Comme pour les messages contraignants, je ne suis pas allée très loin dans cette thématique. Je me suis contentée de dire si selon moi ces besoins étaient assouvis chez mes personnages. Je ne l'ai fait que pour deux des quatre personnages qui ont une fiche, car pour le moment je ne sais pas trop si ça me servira vraiment ni si c'est très utile pour des personnages qui sont plus secondaires que principaux.

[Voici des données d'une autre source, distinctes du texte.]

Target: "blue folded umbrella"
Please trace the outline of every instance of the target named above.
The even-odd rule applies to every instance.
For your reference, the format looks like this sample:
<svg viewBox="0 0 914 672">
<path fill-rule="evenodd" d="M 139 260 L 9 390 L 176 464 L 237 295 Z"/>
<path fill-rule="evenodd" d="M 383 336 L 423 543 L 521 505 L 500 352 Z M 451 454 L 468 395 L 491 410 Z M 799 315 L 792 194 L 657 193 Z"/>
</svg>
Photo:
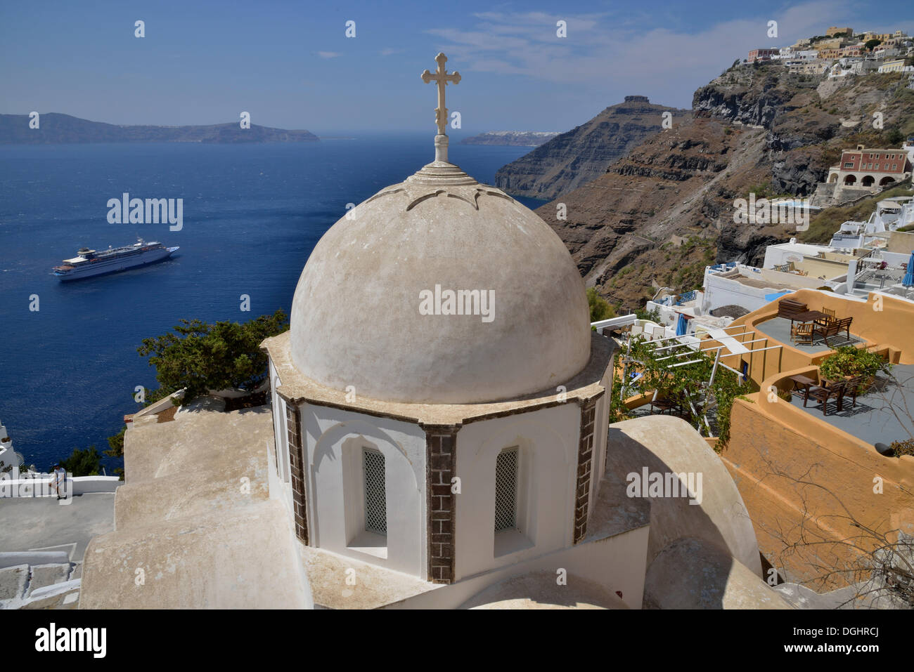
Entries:
<svg viewBox="0 0 914 672">
<path fill-rule="evenodd" d="M 908 272 L 905 273 L 901 284 L 905 287 L 914 287 L 914 250 L 911 251 L 911 257 L 908 259 Z"/>
</svg>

Je me suis aussi intéressée à cinq "sentiments". Les mensonges que l'on se fait à soi-même, les attachements terrestres (remplis pour aucun personnage), la culpabilité, la honte, et le chagrin. Toutes ces entrées ne sont pas remplies pour chacun de mes personnages car j'ai eu un peu de mal à décider. Mais je trouve qu'elles peuvent aider à cerner un personnage. Par exemple, l'une des miens a pour chagrin le départ d'un oiseau qu'elle avait sauvé et qu'elle aurait bien voulu garder quand elle était enfant. Ça peut paraître idiot et futile, et ça ne sera sans doute jamais mentionné dans le récit, mais je trouve que ça donne une information sur sa sensibilité.

Pour moi, le profil psychologique est la chose la plus importante chez un personnage. Ce n'est pas seulement lui donner corps, lui désigner des valeurs, lui attribuer des chagrins ou des messages contraignants, ou des pensées limitantes, et pouvoir le manipuler à sa guise avec réalisme ou même le faire réagir différemment des autres personnages. C'est surtout que ça permet de montrer qu'il n'y a pas de "méchants" et de "gentils", de "bons" et de "mauvais". Qu'il y a juste des gens avec des bons et des mauvais côtés, qui réagissent selon ce qui est important pour eux. C'est d'autant plus fondamental pour moi de parvenir à faire ressortir ça que c'est tout le fond de mon histoire. Je voudrais pouvoir montrer qu'il n'y a ni "bien" ni "mal", qu'il n'y a pas de personnages qui ont agit correctement ou non ; ceux qui avaient raison et ceux qui avaient tors ; mais simplement des personnages qui ont ait en conscience, selon ce qu'ils pensaient être le mieux.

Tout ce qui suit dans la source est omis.